In the early 1970s, Ram Dass taught workshops about conscious and dying aging throughout the United States. Elisabeth KÃÆ'¼bler-Ross is one of her students. Ram Dass helped create the Dead Project with its Executive Director Dale Borglum, whom he met in India. At the time, Borglum was also the Executive Director of the Hanuman Foundation. The Living/Dying Project, based in Marin, California beginning in 1986, was originally named Dying Center and is located in Santa Fe, New Mexico. The Dying Center is the first residential facility in the US where people come to die consciously.

Yayasan Cinta Melayani Remat is organized to preserve and continue the teachings of Neem Karoli Baba and Ram Dass. Ram Dass also serves on the faculty of the Metta Institute where he provides training on the caring and loving care of the dying.
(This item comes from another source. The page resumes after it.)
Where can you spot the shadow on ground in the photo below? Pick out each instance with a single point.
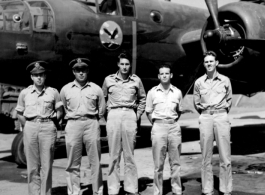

During his life since the commencement of the Hanuman Foundation, Ram Dass has given all his book royalties and profits from teaching to other foundations and charities. The approximate amount of income he gives each year ranges from $ 100,000 to $ 800,000.

Comedian Pete Holmes hosts Buddhist teacher David Nichtern in new ...
src: www.lionsroar.com


Next life

At age 60, Ram Dass began exploring Judaism seriously for the first time. "My belief is that I was not born into Judaism by coincidence, so I need to find a way to respect that", he said. "From a Hindu perspective, you are born as what you need to handle, and if you just try and push it away, whatever it is, you have it."

Leary and Ram Dass, who had grown apart after Ram Dass lashed out at Leary in a 1974 press conference, reconciled in 1983 at Harvard (at a reunion for the 20th anniversary of their controversial dismissal from the Harvard faculty), and reunited before Leary's death in May 1996.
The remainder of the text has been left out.